Roughly, my plan of attack would be something like this:
1. Collect test cases and write a testing script
Thanks to avar from #wikimedia, I already have the <math>...</math> bits
from enwiki and dewiki. I would also construct some simpler ones by hand
to test each of the acceptable LaTeX commands.
Would there be any possibility of logging the input seen by texvc on a
production instance of Mediawiki, so I could get some invalid input
submitted by actual users?
This could also be useful to future maintainers for regression testing.
2. Implement an AMS-TeX validator
I'll probably use PLY because it's rumored to have helpful debugging
features (designed for a first-year compilers class, apparently). ANTLR
is another popular option, but this guy
http://www.bearcave.com/software/antlr/antlr_expr.html
thinks it's complicated and hard to debug. I've never used either, so if
anyone on this list knows of a good Python parsing package I'd welcome
suggestions.
3. Port over the existing tex->dvi->png rendering.
This is probably just a few calls into the subprocess module. Yeah, I
just jinxed it.
4. Add HTML rendering to texvc and test script
I don't even understand how the existing texvc decides whether HTML is
good enough. It looks like the original programmer just decreed that
certain LaTeX commands could be rendered to HTML, and defaults to PNG if
it sees anything not on that list. How important is this feature?
5. Repackage the entire Math thing as an extension
I might do this if I have time left at the end. I'm sure the project
will change over the summer.
Python doesn't have parsing just locked right down the way C does with
flex/bison, but there are some good options, I have the most experience
with it, and I think I'd be able to complete the port faster in Python
than in either of the other languages. I was tempted at first to port to
PHP, to conform with the rest of Mediawiki, but there don't seem to be
any good parsing packages for PHP. (Please tell me if that's wrong.)

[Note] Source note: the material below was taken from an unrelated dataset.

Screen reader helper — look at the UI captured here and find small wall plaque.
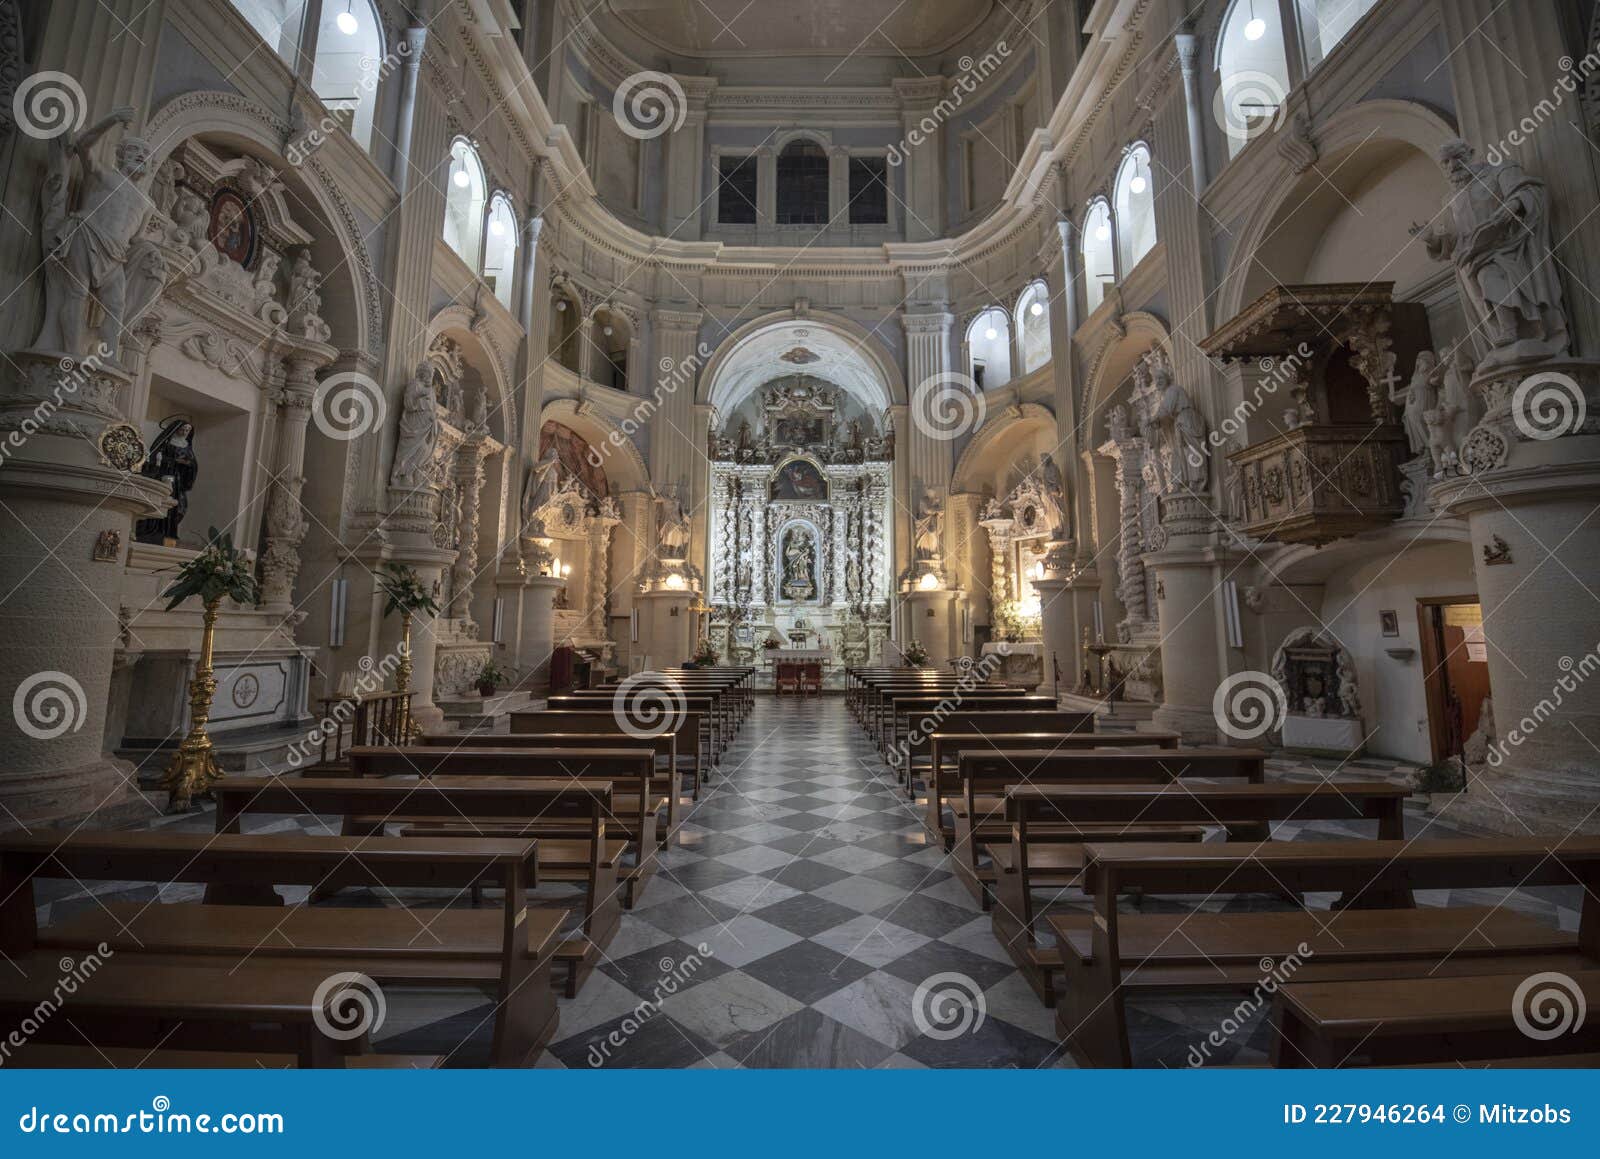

I'd appreciate any advice or criticism. Since my only previous
experience has been using Wikipedia and setting up a test Mediawiki
instance for my ACM chapter, I'm only just now learning my way around
the code base and it's not always evident why things were done as they
are. Does this look like a reasonable and worthwhile project?
Yours,
Damon Wang
P.S. Some of you may remember me on IRC a couple of days ago getting a
little panicky about not knowing OCaml, but I'm a bit more hopeful now
after looking around the source. I definitely have to keep the OCaml
manual open for reference, but I've written Scheme, Common Lisp, and
Haskell before, so I think I might be able to fake it. These are just
Famous Last Words waiting to happen, I know.